64% of Coronavirus cases are from Daegu, Korea!
Kevin Cho , Feb. 27, 2020, 10:02 a.m.
The cumulative number of novel coronavirus cases in the southeastern city of Daegu surpassed 1,000 on Thursday, data showed, with the increases likely to continue for a while as more test results of citizens who are followers of the virus-hit Shincheonji religious group are being released.
The Korea Centers for Disease Control and Prevention (KCDC) said a total of 1,766 people were infected with the COVID-19 virus in South Korea as of 4 p.m., up a whopping 505 from a day earlier. Of the total, 1,132 patients, or 64 percent, are from Daegu, with an additional 422 cases announced on the day. The spike came as a growing number of followers of the group in the city have tested positive in recent days.
Daegu, a metropolis of 2.4 million people about 300 kilometers southeast of Seoul, has become the biggest cluster of mass infection since the nation's 31st patient was confirmed to be infected with the COVID-19 virus early last week. The 61-year-old Shincheonji follower reportedly visited a Daegu church four times before and after she felt symptoms of coronavirus infection.
As a result, more than 60 percent of the infected people in Daegu are linked with the religious group. All 8,269 worshipers of the Daegu Shincheonji church have been subject to comprehensive virus detection tests and self-quarantine. As of Thursday morning, 622 of them have tested positive for the infectious virus, according to quarantine authorities.
The church said nearly 2,000 followers in Daegu have completed tests so far, and the results of the remaining 6,000 will come out over the next few days. At the same time, Shincheonji is also suspected of being connected with another mass infection occurring in a hospital in Cheongdo, south of Daegu. About 114 patients in the institution have been infected with the coronavirus.
A number of Shincheoji followers attended a funeral for a brother of Shincheonji founder Lee Man-hee held at the hospital on Jan. 31. Daegu Metropolitan City said the number of coronavirus infections in the city will likely rise further when the additional test results of Shincheonji followers are released.
"The coming seven days will be the tipping point of the COVID-19 epidemic," said Mayor Kwon Young-jin. Shincheonji, known as Shincheonji Church of Jesus, Temple of the Tabernacle of the Testimony, has been under fire for the rapid spread of the infectious virus.
The church has promised to offer the complete list of its 210,000 followers to quarantine authorities and help them go through virus detection tests. It said it has asked its followers to place themselves under self-quarantine to prevent further infections, with 1,100 churches and annexed buildings closed.

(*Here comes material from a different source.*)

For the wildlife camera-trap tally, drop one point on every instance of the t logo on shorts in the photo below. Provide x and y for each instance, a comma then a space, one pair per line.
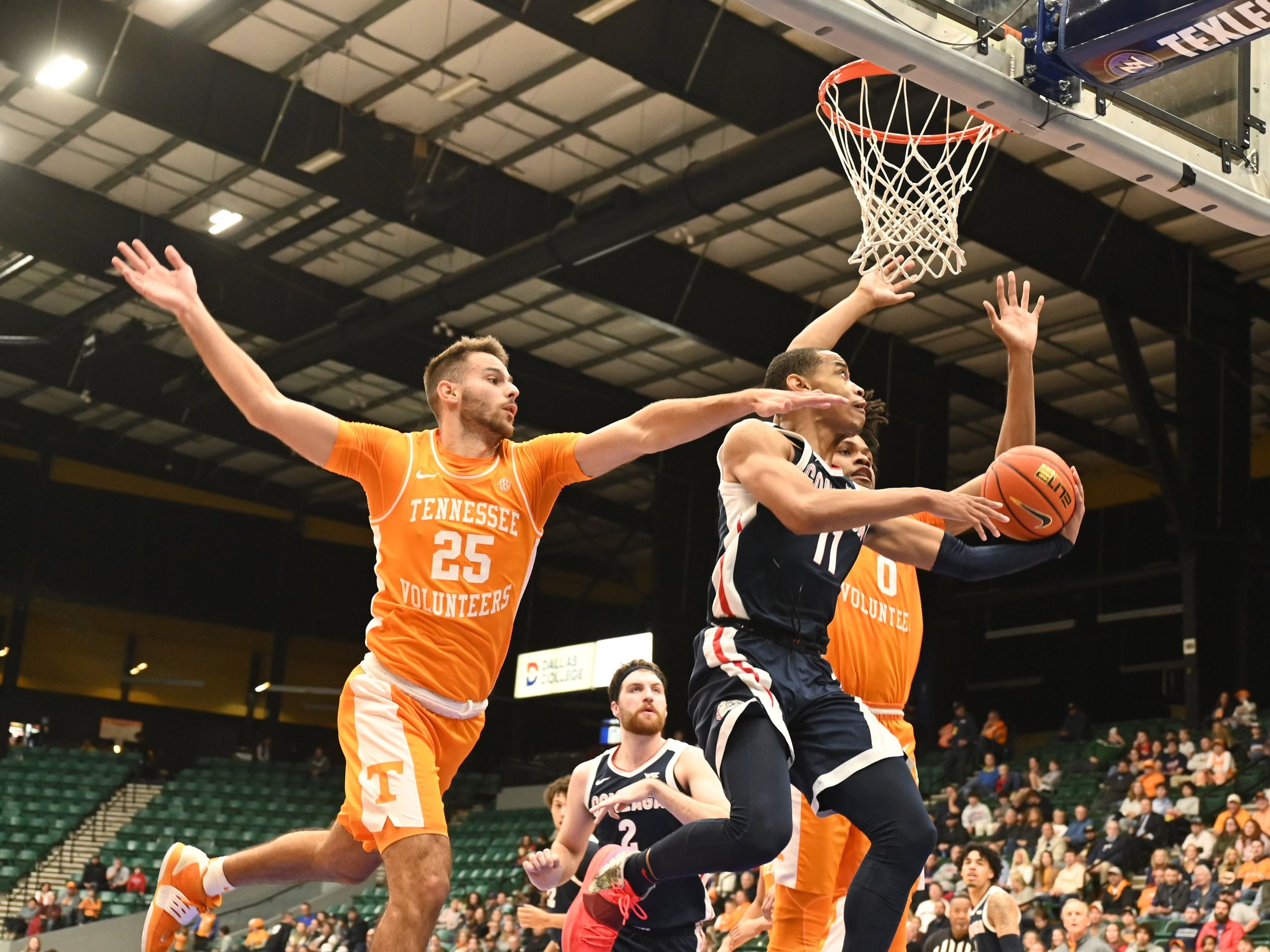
383, 771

The South Korean government said that it has secured the complete list of 310,000 Shincheonji followers, including 65,000 initiates, and sent it to provincial governments for thorough preventive measures. But there are growing concerns over the credibility of the information due to the religion's secretive organization and propagation strategy.

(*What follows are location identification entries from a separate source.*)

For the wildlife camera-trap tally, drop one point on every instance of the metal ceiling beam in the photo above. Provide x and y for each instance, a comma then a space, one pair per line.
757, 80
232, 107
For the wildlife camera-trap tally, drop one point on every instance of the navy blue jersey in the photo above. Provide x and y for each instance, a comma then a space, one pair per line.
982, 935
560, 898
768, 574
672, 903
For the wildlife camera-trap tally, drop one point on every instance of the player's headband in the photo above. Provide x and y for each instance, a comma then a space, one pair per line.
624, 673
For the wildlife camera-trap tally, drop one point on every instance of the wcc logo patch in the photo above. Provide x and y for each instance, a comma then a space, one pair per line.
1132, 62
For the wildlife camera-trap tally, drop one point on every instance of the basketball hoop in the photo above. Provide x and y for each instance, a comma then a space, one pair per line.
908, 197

A civic group filed a lawsuit against the founder of the Shincheonji church, saying that he is responsible for allegedly providing false information on the number of its members and facilities and hindering the government-led inspection.
The group claimed that Shincheonji has some 400 undercover offices and churches and refuses to disclose the list of 70,000 initiates and famous figures. The Shincheonji church claimed that it has not operated a branch in Wuhan, the origin of the COVID-19 virus, since 2018 and that there have been no human exchanges with the epicenter.
But a YouTube channel named Doomsday Office on Wednesday unveiled a recording of a service held at a Shincheonji church in Busan on Feb. 9 that indicates the religious group has concealed information about its overseas networks.
The lecturer in the service, presumed to be the head of one of the religion's 12 "tribes," said it has a branch in Wuhan, China, the origin of the COVID-19 virus.